Franchise-caliber quarterbacks often sign extensions before their fourth season. Lawrence is now in that window, becoming extension-eligible in January. Proceeding down that path, GM Trent Baalke confirmed Thursday (via NFL.com’s Cameron Wolfe) the team has begun Lawrence extension talks.

Baalke said earlier this offseason “no doubt” existed the team would extend Lawrence at some point. It may not be a lock that happens this offseason; exercising Lawrence’s fifth-year option will buy the Jags some time. That said, a host of QBs have inked their first extensions before Year 4.

Since Ryan Tannehill‘s Dolphins re-up in 2015, 11 more QBs — Russell Wilson, Derek Carr, Carson Wentz, Jared Goff, Patrick Mahomes, Deshaun Watson, Josh Allen, Kyler Murray, Jalen Hurts, Justin Herbert and Joe Burrow — have signed extensions before their fourth seasons. Not having a deal done in this timeframe has been the exception, with the promise of a monster guarantee — rather than playing a fourth year on a rookie salary — factoring in prominently here.

This would be a new chapter for the Jags, who have seen their two other first-round QBs chosen in the slot-system era (Blaine Gabbert, Blake Bortles) not prove worthy of a big-ticket extension.

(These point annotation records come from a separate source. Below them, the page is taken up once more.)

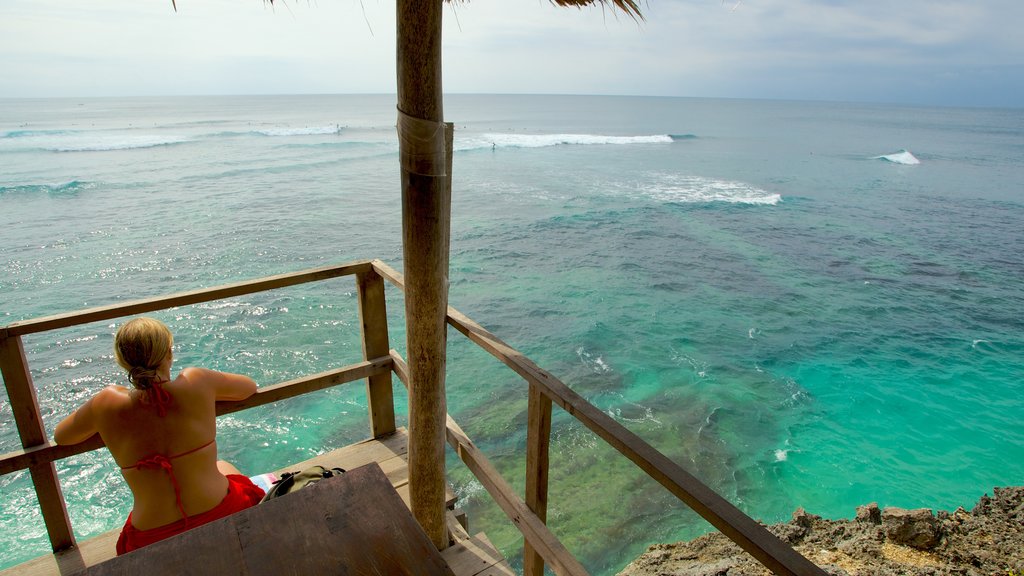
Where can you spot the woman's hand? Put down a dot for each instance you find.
(225, 385)
(80, 424)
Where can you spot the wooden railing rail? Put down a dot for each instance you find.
(25, 404)
(534, 529)
(182, 298)
(546, 388)
(545, 391)
(38, 454)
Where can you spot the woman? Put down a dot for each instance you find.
(162, 434)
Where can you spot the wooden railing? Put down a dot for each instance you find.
(545, 391)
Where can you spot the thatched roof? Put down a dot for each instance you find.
(628, 6)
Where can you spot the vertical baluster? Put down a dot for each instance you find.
(22, 394)
(373, 320)
(538, 442)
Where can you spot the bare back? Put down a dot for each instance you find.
(131, 426)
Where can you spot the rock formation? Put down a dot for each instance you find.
(986, 541)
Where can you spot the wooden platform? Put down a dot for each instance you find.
(469, 556)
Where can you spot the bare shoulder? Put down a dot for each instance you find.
(112, 396)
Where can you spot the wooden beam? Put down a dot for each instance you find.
(373, 327)
(25, 404)
(538, 443)
(47, 452)
(531, 527)
(426, 206)
(182, 298)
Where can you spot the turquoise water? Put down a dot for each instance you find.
(748, 285)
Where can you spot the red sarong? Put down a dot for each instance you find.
(242, 493)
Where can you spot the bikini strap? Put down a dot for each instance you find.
(159, 461)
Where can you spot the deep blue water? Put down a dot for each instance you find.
(751, 286)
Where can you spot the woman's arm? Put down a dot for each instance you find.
(225, 385)
(79, 425)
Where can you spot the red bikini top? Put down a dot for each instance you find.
(162, 399)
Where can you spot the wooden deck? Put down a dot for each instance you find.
(468, 556)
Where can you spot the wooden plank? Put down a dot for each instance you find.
(25, 405)
(538, 442)
(352, 524)
(373, 324)
(49, 452)
(389, 452)
(750, 535)
(89, 552)
(560, 560)
(475, 556)
(182, 298)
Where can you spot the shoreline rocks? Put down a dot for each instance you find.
(986, 541)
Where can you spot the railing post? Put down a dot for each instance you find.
(373, 327)
(538, 442)
(22, 395)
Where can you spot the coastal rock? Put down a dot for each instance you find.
(869, 513)
(987, 540)
(918, 528)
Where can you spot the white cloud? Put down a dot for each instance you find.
(759, 48)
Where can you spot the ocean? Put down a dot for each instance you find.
(815, 304)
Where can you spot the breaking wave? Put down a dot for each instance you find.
(690, 190)
(71, 188)
(901, 157)
(76, 140)
(304, 131)
(544, 140)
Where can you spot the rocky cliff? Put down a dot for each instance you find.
(986, 541)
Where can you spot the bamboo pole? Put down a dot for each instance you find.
(425, 200)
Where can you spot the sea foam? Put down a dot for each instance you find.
(84, 140)
(686, 189)
(901, 157)
(495, 140)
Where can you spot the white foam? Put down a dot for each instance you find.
(102, 142)
(304, 131)
(901, 157)
(496, 140)
(683, 189)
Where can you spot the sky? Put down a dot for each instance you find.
(932, 52)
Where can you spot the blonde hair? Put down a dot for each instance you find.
(140, 346)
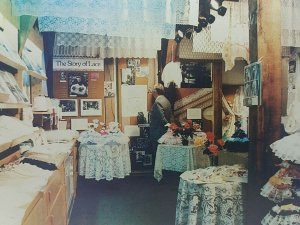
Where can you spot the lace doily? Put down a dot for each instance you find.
(287, 148)
(280, 216)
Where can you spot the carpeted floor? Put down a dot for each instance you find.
(134, 200)
(140, 200)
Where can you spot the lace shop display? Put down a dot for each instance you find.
(283, 215)
(179, 158)
(108, 161)
(205, 197)
(104, 155)
(287, 148)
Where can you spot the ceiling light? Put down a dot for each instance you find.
(221, 10)
(202, 21)
(198, 28)
(210, 19)
(188, 35)
(178, 38)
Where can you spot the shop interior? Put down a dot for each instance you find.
(76, 96)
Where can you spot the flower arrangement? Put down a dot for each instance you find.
(184, 130)
(212, 147)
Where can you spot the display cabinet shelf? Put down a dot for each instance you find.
(14, 105)
(16, 141)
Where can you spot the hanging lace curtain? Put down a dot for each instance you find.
(290, 26)
(93, 45)
(138, 18)
(221, 36)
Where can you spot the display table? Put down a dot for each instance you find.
(179, 158)
(205, 200)
(108, 161)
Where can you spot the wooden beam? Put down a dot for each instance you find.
(217, 98)
(265, 44)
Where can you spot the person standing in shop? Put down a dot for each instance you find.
(161, 114)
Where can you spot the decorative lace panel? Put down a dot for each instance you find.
(202, 42)
(290, 27)
(187, 12)
(220, 37)
(166, 11)
(138, 18)
(102, 46)
(131, 28)
(143, 10)
(91, 52)
(186, 51)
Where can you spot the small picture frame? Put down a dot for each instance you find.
(139, 156)
(69, 107)
(78, 84)
(147, 160)
(109, 90)
(292, 66)
(91, 107)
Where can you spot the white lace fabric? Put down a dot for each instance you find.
(290, 27)
(140, 18)
(287, 148)
(220, 37)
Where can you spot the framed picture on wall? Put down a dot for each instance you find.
(91, 107)
(109, 90)
(147, 160)
(69, 107)
(78, 84)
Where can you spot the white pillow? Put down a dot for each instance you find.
(61, 135)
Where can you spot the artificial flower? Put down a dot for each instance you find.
(210, 136)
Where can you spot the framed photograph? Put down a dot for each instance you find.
(69, 107)
(78, 84)
(109, 90)
(147, 160)
(139, 156)
(292, 66)
(62, 77)
(90, 107)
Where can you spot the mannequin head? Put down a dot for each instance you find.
(158, 89)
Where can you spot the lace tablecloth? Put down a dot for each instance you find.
(212, 202)
(179, 158)
(108, 161)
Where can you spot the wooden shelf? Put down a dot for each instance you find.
(5, 146)
(16, 141)
(41, 113)
(12, 63)
(14, 105)
(36, 75)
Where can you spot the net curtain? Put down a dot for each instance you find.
(290, 26)
(123, 18)
(102, 46)
(221, 36)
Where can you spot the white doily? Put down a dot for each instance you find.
(287, 148)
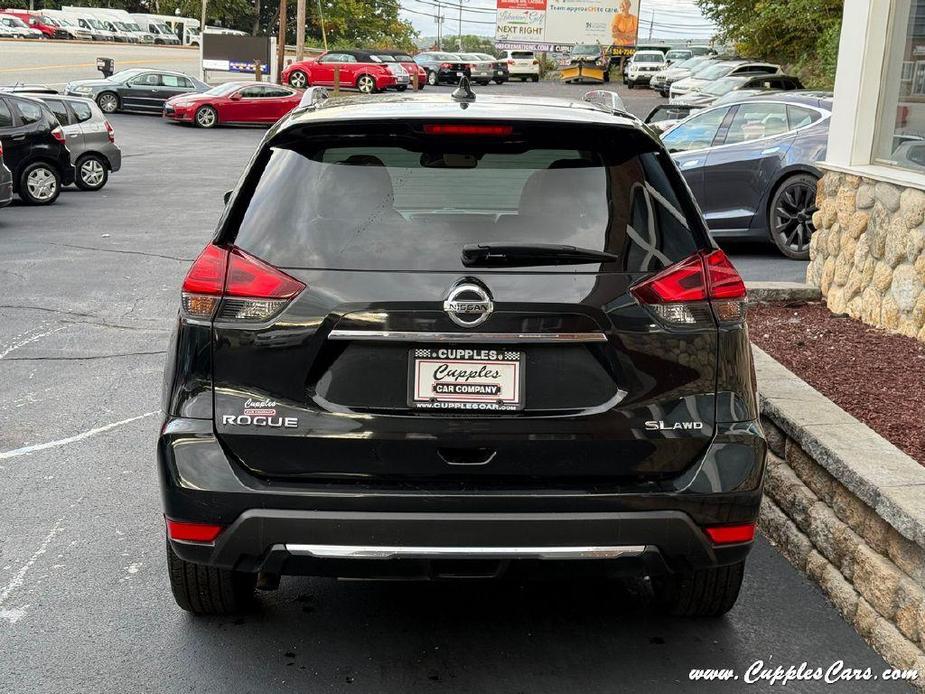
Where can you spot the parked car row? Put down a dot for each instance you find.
(51, 140)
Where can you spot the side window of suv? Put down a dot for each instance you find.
(82, 111)
(60, 110)
(29, 112)
(6, 118)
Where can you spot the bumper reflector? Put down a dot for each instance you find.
(192, 532)
(731, 534)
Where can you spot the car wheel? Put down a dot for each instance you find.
(108, 102)
(790, 217)
(709, 592)
(366, 84)
(206, 590)
(39, 184)
(92, 172)
(206, 117)
(298, 79)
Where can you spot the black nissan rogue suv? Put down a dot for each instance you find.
(437, 337)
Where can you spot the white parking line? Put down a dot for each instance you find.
(26, 450)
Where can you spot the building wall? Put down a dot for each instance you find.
(868, 253)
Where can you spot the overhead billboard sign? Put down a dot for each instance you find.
(545, 25)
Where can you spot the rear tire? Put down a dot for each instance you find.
(39, 184)
(206, 590)
(790, 215)
(707, 592)
(92, 172)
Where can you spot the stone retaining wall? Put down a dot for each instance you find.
(845, 507)
(868, 253)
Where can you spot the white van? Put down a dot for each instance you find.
(522, 65)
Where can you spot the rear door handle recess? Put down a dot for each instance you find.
(466, 456)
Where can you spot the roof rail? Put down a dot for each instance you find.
(313, 97)
(607, 100)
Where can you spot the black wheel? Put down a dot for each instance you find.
(366, 84)
(206, 590)
(206, 117)
(701, 593)
(92, 172)
(790, 217)
(298, 79)
(39, 184)
(108, 102)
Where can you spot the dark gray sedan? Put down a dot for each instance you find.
(136, 89)
(752, 166)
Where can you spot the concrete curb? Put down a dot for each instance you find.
(782, 291)
(847, 508)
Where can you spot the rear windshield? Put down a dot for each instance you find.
(413, 205)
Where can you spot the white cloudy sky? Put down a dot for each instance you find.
(668, 18)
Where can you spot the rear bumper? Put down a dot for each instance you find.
(268, 525)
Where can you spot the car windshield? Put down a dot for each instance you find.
(724, 86)
(368, 203)
(714, 72)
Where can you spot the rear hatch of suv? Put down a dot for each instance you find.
(477, 304)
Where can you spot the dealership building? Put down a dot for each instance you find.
(868, 254)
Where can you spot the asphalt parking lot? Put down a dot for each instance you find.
(90, 286)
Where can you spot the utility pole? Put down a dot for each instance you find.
(300, 30)
(324, 35)
(281, 41)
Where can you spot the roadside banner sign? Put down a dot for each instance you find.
(555, 25)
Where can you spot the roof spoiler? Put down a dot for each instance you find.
(313, 97)
(607, 100)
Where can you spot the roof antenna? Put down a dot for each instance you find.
(464, 91)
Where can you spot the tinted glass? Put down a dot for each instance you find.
(800, 117)
(757, 120)
(386, 207)
(696, 132)
(60, 110)
(82, 111)
(6, 118)
(28, 111)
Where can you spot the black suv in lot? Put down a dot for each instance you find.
(33, 149)
(440, 337)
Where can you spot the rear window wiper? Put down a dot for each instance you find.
(502, 254)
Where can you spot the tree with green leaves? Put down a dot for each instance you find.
(800, 34)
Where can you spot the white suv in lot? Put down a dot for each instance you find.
(522, 65)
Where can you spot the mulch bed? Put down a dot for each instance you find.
(875, 376)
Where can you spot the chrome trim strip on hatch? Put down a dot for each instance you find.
(415, 336)
(389, 552)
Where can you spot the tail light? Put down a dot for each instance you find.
(192, 532)
(685, 294)
(229, 284)
(731, 534)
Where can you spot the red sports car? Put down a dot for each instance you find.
(364, 70)
(233, 102)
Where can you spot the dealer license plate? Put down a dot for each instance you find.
(466, 378)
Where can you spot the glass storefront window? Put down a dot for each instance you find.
(900, 137)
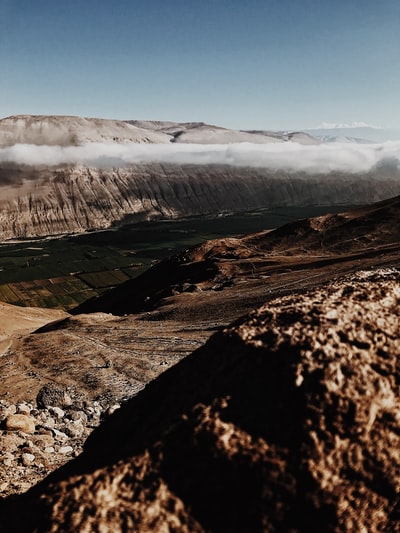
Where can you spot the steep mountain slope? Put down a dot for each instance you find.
(43, 197)
(37, 201)
(286, 421)
(265, 261)
(72, 131)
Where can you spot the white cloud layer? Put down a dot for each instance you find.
(346, 157)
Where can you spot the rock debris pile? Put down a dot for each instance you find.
(288, 420)
(37, 439)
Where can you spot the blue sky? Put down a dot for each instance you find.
(266, 64)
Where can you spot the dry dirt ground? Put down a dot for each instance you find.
(155, 321)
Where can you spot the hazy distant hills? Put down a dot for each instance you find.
(357, 134)
(68, 130)
(63, 174)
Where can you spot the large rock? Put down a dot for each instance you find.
(286, 421)
(52, 396)
(18, 422)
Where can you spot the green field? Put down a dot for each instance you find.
(64, 272)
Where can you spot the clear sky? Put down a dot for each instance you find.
(266, 64)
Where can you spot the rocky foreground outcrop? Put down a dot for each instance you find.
(286, 421)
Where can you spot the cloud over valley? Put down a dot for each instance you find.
(292, 156)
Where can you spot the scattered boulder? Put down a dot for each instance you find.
(18, 422)
(286, 421)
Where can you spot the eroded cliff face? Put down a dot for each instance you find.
(41, 201)
(288, 420)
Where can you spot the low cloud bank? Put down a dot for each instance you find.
(344, 157)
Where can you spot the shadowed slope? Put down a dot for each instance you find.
(359, 238)
(286, 421)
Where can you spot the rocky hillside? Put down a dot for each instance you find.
(72, 131)
(49, 201)
(291, 257)
(40, 196)
(285, 421)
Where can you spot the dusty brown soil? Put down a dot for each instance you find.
(288, 420)
(174, 308)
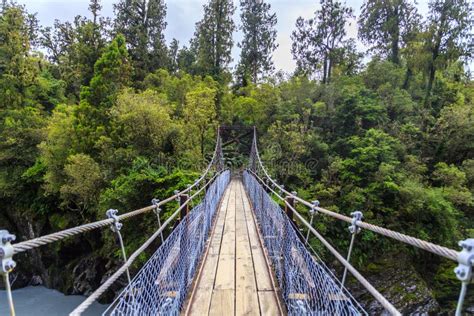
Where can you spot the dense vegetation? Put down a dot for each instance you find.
(98, 113)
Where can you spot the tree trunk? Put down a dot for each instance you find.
(329, 70)
(408, 75)
(396, 38)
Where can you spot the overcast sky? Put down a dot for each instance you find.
(183, 14)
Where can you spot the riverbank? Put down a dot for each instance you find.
(41, 301)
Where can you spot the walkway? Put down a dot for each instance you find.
(234, 279)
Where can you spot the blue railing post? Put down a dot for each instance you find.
(354, 229)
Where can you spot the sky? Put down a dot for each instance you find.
(182, 16)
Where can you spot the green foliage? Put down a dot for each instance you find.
(214, 38)
(142, 23)
(258, 25)
(318, 42)
(388, 25)
(111, 73)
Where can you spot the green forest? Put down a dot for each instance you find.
(104, 112)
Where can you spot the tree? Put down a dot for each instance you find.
(200, 113)
(449, 33)
(75, 47)
(17, 71)
(258, 26)
(173, 52)
(214, 38)
(318, 41)
(111, 73)
(142, 22)
(388, 25)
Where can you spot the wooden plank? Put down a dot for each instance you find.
(222, 303)
(268, 303)
(216, 238)
(246, 297)
(228, 239)
(225, 276)
(203, 293)
(202, 297)
(264, 282)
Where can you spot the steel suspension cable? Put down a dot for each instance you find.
(50, 238)
(106, 285)
(375, 293)
(422, 244)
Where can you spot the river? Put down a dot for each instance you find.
(40, 301)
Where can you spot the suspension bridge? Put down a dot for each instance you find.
(235, 250)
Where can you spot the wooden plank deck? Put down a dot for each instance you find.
(234, 278)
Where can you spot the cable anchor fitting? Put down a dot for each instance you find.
(6, 252)
(116, 225)
(356, 218)
(314, 210)
(156, 206)
(466, 260)
(464, 270)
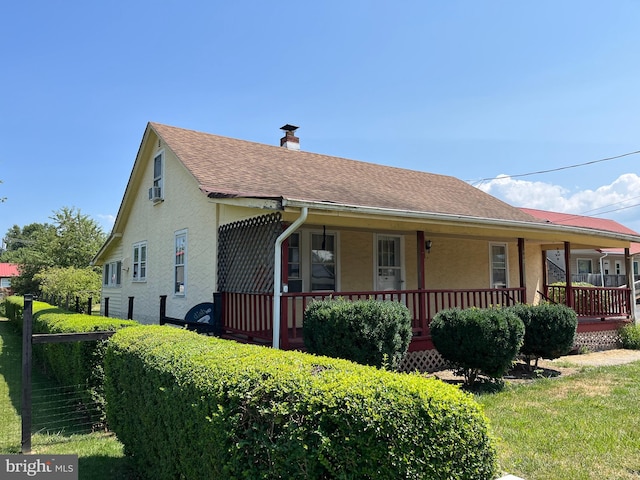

Lawrence, 24, is the only member of five-first-rounder 2021 QB contingent who is a lock to be the 2024 starter for the team that drafted him. Trey Lance has been traded, while Zach Wilson has been granted permission to find a trade partner. Justin Fields will probably be on the move soon, and Mac Jones‘ future in New England is murky. That said, Lawrence has not yet distinguished himself as a top-tier passer despite generational prospect status back in ’21.

After a late-season Lawrence surge drove the Jaguars to the 2022 playoffs and a historic wild-card comeback, the Clemson product ranked 17th in QBR last season — a 9-8 Jacksonville showing. Lawrence, whose INT count spiked from eight to 14 from 2022-23, did battle through extensive injury trouble last year. Ankle and knee sprains did not end up sidelining the durable QB last season, but a Week 16 AC joint injury — during a woeful performance in Tampa — shelved him in Week 17. The Titans then upset the Jaguars to end their playoff push in Week 18.

The Dolphins waited a year before talking a Tua Tagovailoa extension; those talks are taking place this offseason. Far more significant injury issues clouded Tagovailoa’s future going into last season, whereas Lawrence has missed just one career game. The former national championship-winning QB did effectively go through a lost rookie season, with the Urban Meyer experiment backfiring spectacularly. That could lead to this Jags regime pressing pause. But with talks already beginning, the prospect of a Lawrence contract topping $50MM per year — a price that obviously will change the Jags’ roster-building blueprint — coming to pass this year is in play.